This paper addresses the fundamental trade-off between privacy protection and estimation accuracy in causal effect estimation under differential privacy. We propose Cluster-DP, the first mechanism to incorporate inherent data clustering structure into the label differential privacy (LDP) framework. By defining a cluster quality metric, we theoretically establish that Cluster-DP jointly controls privacy loss and estimator variance, subsuming non-clustering and uniform-prior baselines as special cases. Under cluster-aware noise injection, Cluster-DP significantly reduces the variance of average treatment effect (ATE) estimation. We derive a tight theoretical upper bound on estimation error. Empirical evaluation demonstrates that, under identical privacy budgets, Cluster-DP achieves substantially higher estimation accuracy than standard LDP and uniform-prior mechanisms—particularly on datasets exhibiting high intra-cluster homogeneity.
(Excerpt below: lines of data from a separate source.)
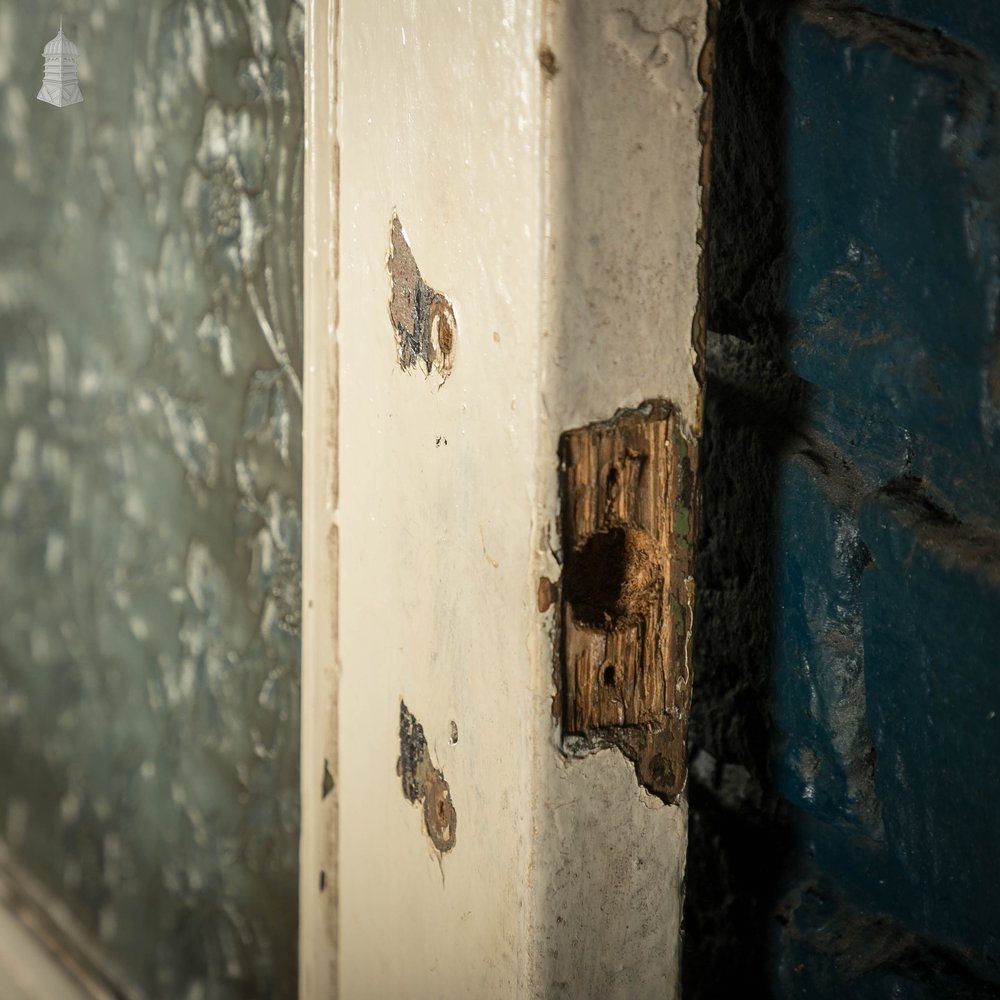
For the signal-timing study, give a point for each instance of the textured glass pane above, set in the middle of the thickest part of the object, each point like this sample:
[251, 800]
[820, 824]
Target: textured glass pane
[150, 459]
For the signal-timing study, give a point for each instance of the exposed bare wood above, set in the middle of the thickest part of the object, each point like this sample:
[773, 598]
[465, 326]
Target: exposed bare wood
[627, 597]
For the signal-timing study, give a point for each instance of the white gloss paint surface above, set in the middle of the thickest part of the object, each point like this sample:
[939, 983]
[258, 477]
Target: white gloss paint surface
[559, 217]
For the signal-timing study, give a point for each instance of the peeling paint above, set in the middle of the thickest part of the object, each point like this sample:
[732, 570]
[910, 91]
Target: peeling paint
[663, 53]
[627, 520]
[423, 783]
[422, 318]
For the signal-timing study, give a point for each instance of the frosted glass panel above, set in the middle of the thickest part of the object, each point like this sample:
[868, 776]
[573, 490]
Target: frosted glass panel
[150, 461]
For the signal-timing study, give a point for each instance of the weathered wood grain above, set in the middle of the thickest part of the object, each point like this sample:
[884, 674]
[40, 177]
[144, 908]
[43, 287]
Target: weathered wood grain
[627, 591]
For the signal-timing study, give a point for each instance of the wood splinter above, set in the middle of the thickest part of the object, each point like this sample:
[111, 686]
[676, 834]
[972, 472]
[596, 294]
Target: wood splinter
[627, 594]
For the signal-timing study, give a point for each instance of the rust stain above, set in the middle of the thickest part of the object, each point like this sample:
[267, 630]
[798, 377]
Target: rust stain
[627, 603]
[548, 594]
[547, 60]
[422, 318]
[423, 783]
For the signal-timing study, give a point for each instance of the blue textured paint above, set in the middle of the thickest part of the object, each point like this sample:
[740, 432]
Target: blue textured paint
[887, 675]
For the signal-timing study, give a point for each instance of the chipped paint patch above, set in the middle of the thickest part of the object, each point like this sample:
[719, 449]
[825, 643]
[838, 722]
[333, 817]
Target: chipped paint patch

Estimating causal effects from randomized experiments is only feasible if participants agree to reveal their potentially sensitive responses. Of the many ways of ensuring privacy, label differential privacy is a widely used measure of an algorithm's privacy guarantee, which might encourage participants to share responses without running the risk of de-anonymization. Many differentially private mechanisms inject noise into the original data-set to achieve this privacy guarantee, which increases the variance of most statistical estimators and makes the precise measurement of causal effects difficult: there exists a fundamental privacy-variance trade-off to performing causal analyses from differentially private data. With the aim of achieving lower variance for stronger privacy guarantees, we suggest a new differential privacy mechanism, Cluster-DP, which leverages any given cluster structure of the data while still allowing for the estimation of causal effects. We show that, depending on an intuitive measure of cluster quality, we can improve the variance loss while maintaining our privacy guarantees. We compare its performance, theoretically and empirically, to that of its unclustered version and a more extreme uniform-prior version which does not use any of the original response distribution, both of which are special cases of the Cluster-DP algorithm.